今日,恋人どうしの若者たちは ― もちろん,さほど若くない恋人たちも ― 月を見上げてロマンチックな考えに浸ります。1960年代に科学者たちは巨額の費用を投じて人間を月に送り込み,彼らは研究用に岩石を幾らか持ち帰りました。月に関して一つのことは確かです。毎日,時間どおりに月は昇ったり沈んだりします。月は定められた軌道を大変正確に運行するため,数千年前の月の満ち欠けや月食を割り出すことができるのです。

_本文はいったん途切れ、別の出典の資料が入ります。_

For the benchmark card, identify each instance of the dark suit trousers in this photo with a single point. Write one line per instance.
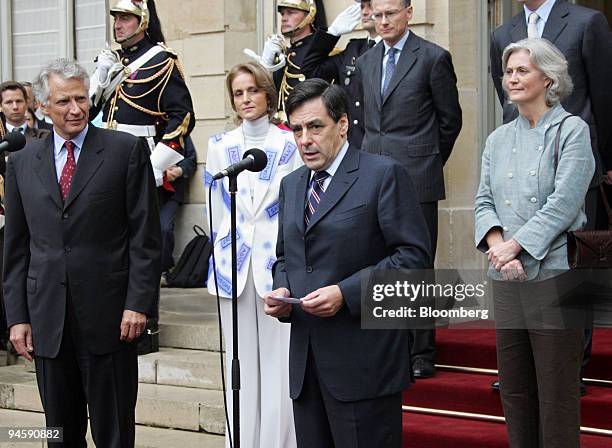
(77, 379)
(423, 342)
(322, 421)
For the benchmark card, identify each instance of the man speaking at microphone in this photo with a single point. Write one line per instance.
(343, 212)
(82, 256)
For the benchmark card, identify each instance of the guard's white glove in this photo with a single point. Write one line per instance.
(273, 47)
(346, 21)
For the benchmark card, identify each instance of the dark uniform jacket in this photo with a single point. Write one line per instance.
(157, 96)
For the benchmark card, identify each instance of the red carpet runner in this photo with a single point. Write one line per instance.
(471, 392)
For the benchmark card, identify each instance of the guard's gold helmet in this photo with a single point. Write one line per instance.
(303, 5)
(137, 8)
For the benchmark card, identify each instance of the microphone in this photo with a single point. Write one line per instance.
(13, 141)
(253, 160)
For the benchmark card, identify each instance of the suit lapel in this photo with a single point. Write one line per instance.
(345, 177)
(300, 198)
(519, 27)
(90, 159)
(407, 59)
(45, 170)
(557, 21)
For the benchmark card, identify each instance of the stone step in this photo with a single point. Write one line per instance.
(158, 405)
(188, 319)
(146, 437)
(180, 367)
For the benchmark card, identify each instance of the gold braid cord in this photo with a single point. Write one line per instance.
(163, 74)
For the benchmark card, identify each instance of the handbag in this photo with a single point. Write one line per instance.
(588, 248)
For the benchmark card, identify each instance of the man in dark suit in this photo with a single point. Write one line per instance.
(583, 36)
(344, 212)
(82, 248)
(412, 114)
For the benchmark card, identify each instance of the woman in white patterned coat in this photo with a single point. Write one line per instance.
(266, 415)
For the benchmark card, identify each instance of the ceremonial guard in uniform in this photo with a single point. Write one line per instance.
(341, 66)
(286, 60)
(141, 87)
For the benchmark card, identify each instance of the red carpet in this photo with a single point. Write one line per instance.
(471, 393)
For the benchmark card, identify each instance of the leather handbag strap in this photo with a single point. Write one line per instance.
(557, 142)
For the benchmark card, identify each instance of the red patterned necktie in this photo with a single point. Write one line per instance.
(68, 170)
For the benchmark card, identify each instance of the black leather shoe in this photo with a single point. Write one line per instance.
(422, 369)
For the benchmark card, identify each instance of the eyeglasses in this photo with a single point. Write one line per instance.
(390, 15)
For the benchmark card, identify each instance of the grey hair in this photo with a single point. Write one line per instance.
(64, 68)
(550, 61)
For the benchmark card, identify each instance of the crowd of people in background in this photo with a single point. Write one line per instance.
(386, 107)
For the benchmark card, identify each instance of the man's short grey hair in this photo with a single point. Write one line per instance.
(550, 61)
(63, 68)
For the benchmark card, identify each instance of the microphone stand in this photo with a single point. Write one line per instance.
(233, 189)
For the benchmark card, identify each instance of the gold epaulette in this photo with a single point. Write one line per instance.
(336, 51)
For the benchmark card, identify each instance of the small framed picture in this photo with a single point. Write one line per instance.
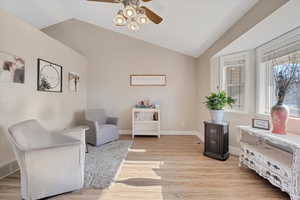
(49, 76)
(261, 124)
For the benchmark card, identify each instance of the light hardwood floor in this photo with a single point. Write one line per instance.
(170, 168)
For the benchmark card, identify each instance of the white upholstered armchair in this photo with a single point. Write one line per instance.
(50, 164)
(102, 129)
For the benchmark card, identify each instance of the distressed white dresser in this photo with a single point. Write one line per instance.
(274, 157)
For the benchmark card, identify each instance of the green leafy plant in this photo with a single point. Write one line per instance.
(218, 101)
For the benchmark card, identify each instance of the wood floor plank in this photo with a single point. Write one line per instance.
(170, 168)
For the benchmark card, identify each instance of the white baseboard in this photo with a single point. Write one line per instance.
(234, 150)
(164, 132)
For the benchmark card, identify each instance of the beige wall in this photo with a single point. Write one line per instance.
(22, 101)
(260, 11)
(113, 57)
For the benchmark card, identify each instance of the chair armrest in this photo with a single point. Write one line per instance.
(56, 141)
(112, 120)
(76, 132)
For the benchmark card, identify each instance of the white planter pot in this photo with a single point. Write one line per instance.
(217, 116)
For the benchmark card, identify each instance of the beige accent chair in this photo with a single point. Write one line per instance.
(50, 164)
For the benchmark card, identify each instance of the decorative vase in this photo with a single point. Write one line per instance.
(279, 114)
(217, 116)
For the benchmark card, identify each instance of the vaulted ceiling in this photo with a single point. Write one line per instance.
(189, 26)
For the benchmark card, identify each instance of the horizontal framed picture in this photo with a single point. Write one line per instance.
(261, 124)
(148, 80)
(49, 76)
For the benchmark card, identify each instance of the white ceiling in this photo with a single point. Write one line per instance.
(189, 26)
(283, 20)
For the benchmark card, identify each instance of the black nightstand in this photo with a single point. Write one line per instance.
(216, 140)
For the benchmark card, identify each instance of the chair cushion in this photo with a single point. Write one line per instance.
(27, 133)
(96, 115)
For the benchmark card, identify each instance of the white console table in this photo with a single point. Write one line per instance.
(274, 157)
(145, 121)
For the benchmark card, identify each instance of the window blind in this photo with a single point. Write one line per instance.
(286, 44)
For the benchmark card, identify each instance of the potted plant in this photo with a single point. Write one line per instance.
(216, 103)
(286, 77)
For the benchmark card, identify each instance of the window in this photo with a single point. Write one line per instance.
(292, 99)
(281, 50)
(235, 79)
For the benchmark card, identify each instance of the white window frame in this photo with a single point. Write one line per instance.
(286, 41)
(249, 56)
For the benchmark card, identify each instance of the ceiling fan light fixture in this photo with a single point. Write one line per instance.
(129, 12)
(142, 19)
(133, 26)
(119, 20)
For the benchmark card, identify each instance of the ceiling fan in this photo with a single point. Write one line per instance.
(133, 14)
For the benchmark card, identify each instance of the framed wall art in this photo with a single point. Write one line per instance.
(12, 68)
(49, 76)
(148, 80)
(73, 79)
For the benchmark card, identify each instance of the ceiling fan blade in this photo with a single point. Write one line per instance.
(107, 1)
(152, 16)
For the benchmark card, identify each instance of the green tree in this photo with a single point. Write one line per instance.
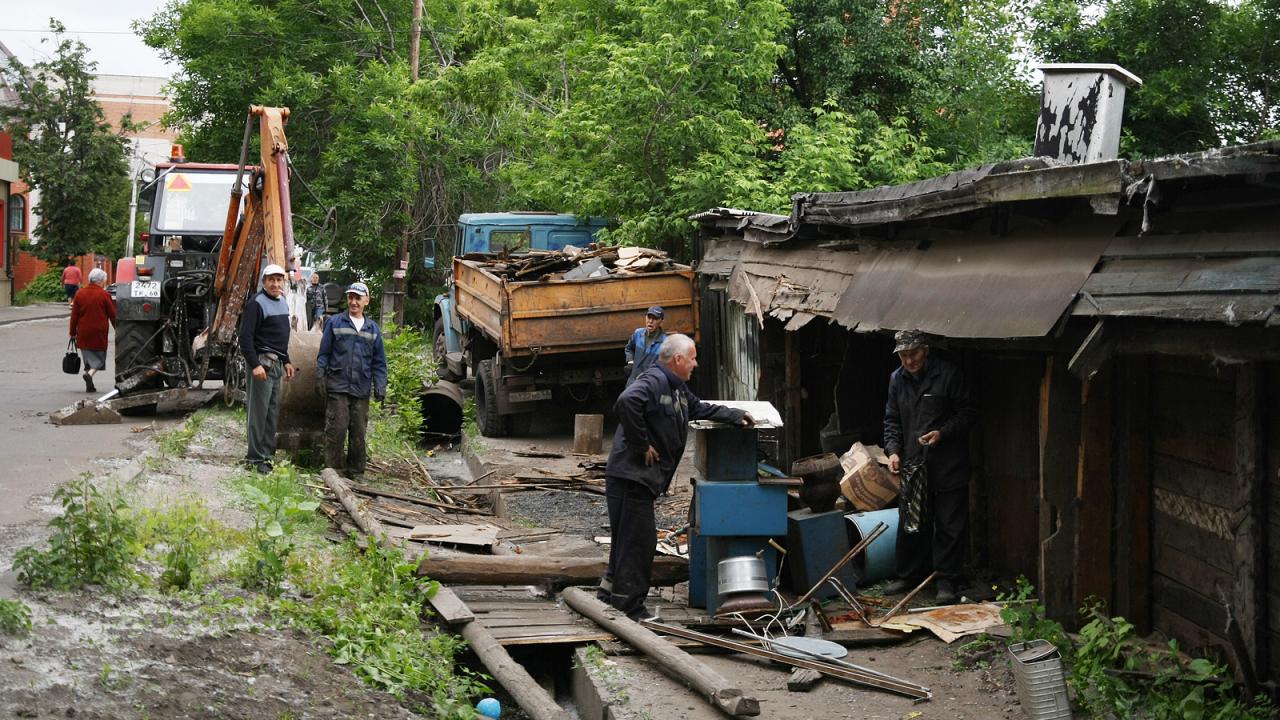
(1208, 67)
(68, 151)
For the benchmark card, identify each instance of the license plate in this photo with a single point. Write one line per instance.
(530, 395)
(145, 288)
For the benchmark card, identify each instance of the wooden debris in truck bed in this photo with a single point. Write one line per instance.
(574, 263)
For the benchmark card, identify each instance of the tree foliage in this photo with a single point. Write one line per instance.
(67, 150)
(1208, 67)
(648, 110)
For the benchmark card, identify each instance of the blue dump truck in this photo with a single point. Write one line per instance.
(538, 313)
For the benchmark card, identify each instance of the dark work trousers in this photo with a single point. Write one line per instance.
(264, 410)
(632, 542)
(942, 538)
(344, 420)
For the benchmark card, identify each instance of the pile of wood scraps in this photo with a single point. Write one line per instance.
(574, 263)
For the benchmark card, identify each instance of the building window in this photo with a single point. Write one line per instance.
(17, 213)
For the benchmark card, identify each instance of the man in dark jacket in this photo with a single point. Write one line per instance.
(641, 350)
(265, 345)
(927, 419)
(653, 427)
(351, 367)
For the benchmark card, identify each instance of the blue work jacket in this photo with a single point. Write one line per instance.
(643, 355)
(656, 411)
(352, 361)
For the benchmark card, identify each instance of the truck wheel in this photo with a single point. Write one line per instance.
(492, 424)
(521, 423)
(438, 349)
(133, 349)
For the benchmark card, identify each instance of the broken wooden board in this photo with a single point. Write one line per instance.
(950, 623)
(516, 616)
(479, 536)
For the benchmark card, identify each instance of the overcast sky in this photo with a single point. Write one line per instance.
(100, 24)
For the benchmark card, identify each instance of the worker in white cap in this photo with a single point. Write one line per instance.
(265, 343)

イスラエル人が月を見て思い出したのは,あるすばらしい事柄です。神はダビデの王朝が終わりを迎えることはないと約束されました。そして,「それ[ダビデの胤]は月のように定めのない時にわたって堅く立てられる。空における忠実な証人のように」と言われました。(詩編 89:35-37)この約束は「ダビデの子」であるイエスに関連して成就しました。(ルカ 18:38)イエスは死後,不滅の霊者として復活させられ,天に上られました。(使徒 2:34-36)後には神の天の王国の王として立てられました。(啓示 12:10)その王国は今や支配を始めており,「定めのない時に至るまで続きます」。(ダニエル 2:44)こうして,ダビデ王朝を代表する不滅の方であられるイエスは,「空における忠実な証人」である月のようにいつまでも生き続けます。
ですから,夜空に明るく輝く月をご覧になる時は,神がダビデになさった約束を思い出してください。そして,神の王国が今や支配しており,永遠に支配を続けることを感謝してください。王国の支配は神の栄光となり,忠実な人類に永遠にわたって祝福をもたらすのです。―啓示 11:15。